In den Gesamtausgaben des grafischen Werks von William Hogarth taucht natürlich auch der Chor der Sänger immer wieder auf – meist in verkleinerter Form neu gestochen. So u. a. von Thomas Cook (1744–1818), der zu Beginn des 19. Jahrhunderts für die Ausgabe Hogarth Restored alle Grafiken neu fertigte. Daneben gibt es andere Künstler wie William Dent (tätig in London zwischen 1783 und 1793) und bisher noch Unbekannte, die diesen Stich nach Hogarths Tod kopierten.
Im deutschsprachigen Raum erlangte Hogarths grafisches Werk durch Georg Christoph Lichtenbergs (1742–1799) Ausführliche Erklärung der Hogarthischen Kupferstiche Bekanntheit, die in insgesamt 13 Lieferungen mit ebenfalls verkleinerten Stichen nach den Originalen zwischen 1794 und 1799 herausgegeben wurde. Die Erstveröffentlichung der achten Lieferung bespricht den Chor der Sänger und zeigt die Stiche von Ernst Ludwig Riepenhausen (1762–1840). Eine spätere Auflage von 1820 des gleichen Titels enthält die Arbeiten von Carl Heinrich Rahl (1779–1843). Die letzten Stiche nach den originalen Druckplatten wurden 1822 von William Heath herausgegeben. Bei allen späteren Werken handelt es sich um Nachstiche, von denen jedoch keiner der Zeichnung in unserer Sammlung entspricht.

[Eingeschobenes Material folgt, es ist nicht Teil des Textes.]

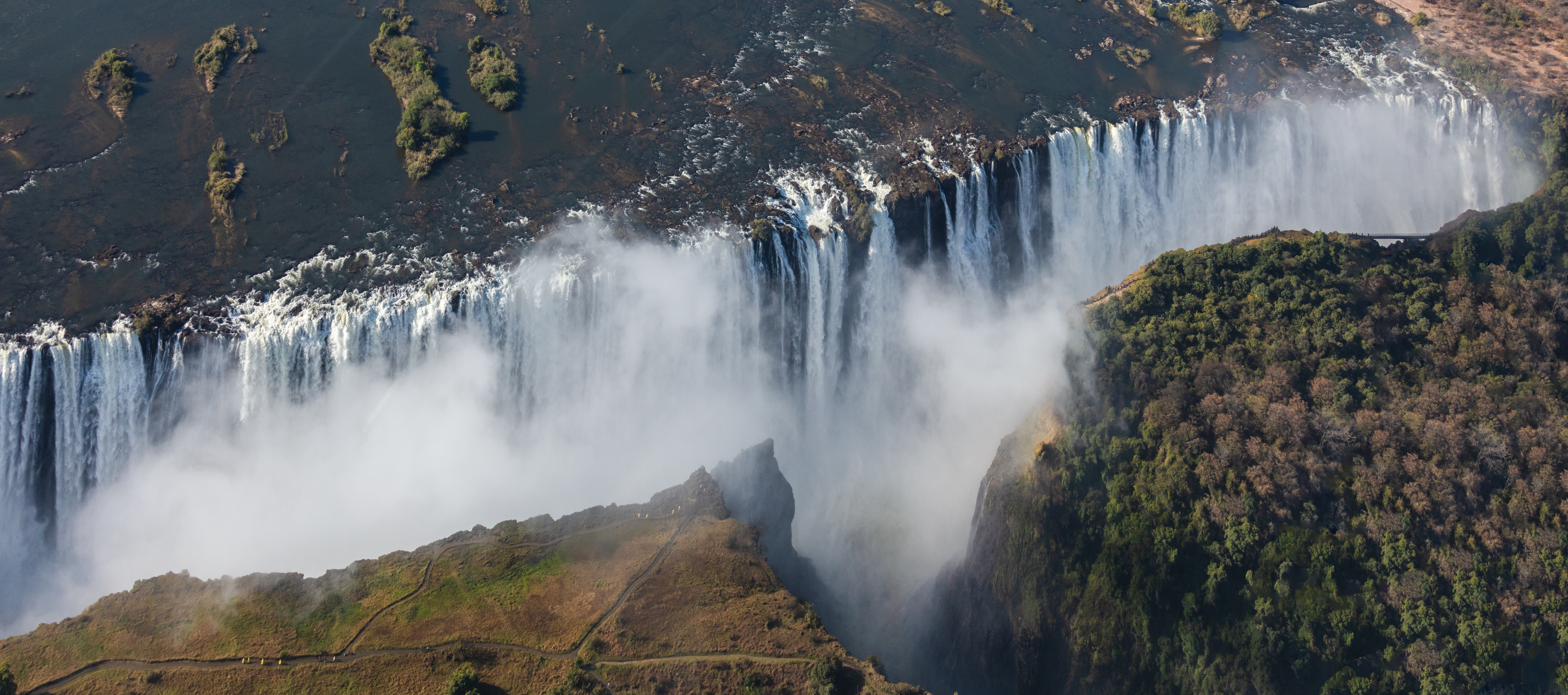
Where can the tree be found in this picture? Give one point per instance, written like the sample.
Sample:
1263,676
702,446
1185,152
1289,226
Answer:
824,675
463,682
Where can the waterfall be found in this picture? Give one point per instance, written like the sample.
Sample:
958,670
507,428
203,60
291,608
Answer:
596,371
1123,194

Zu welchem Zeitpunkt in der Überlieferung des Originalmotivs von Hogarth aus London nach Deutschland die Beziehung zu Händel hergestellt wurde, ist derzeit nicht bekannt. Offenbar war es aber sehr beliebt, was Kopien als Gemälde oder Verzierung einer Schnupftabakdose nahelegen. Vielleicht vermutete man im 19. Jahrhundert, dass ein Oratorium Judith im Londoner Umfeld William Hogarths nur von Georg Friedrich Händel stammen könne, denn die Wiederentdeckung des Händel’schen Werks, vor allem seiner Opern, setzte erst vor genau 100 Jahren ein mit der Wiederaufführung seiner Oper Rodelinda 1920 in Göttingen. Davon berichtet die Jahresausstellung im Händel-Haus in Halle.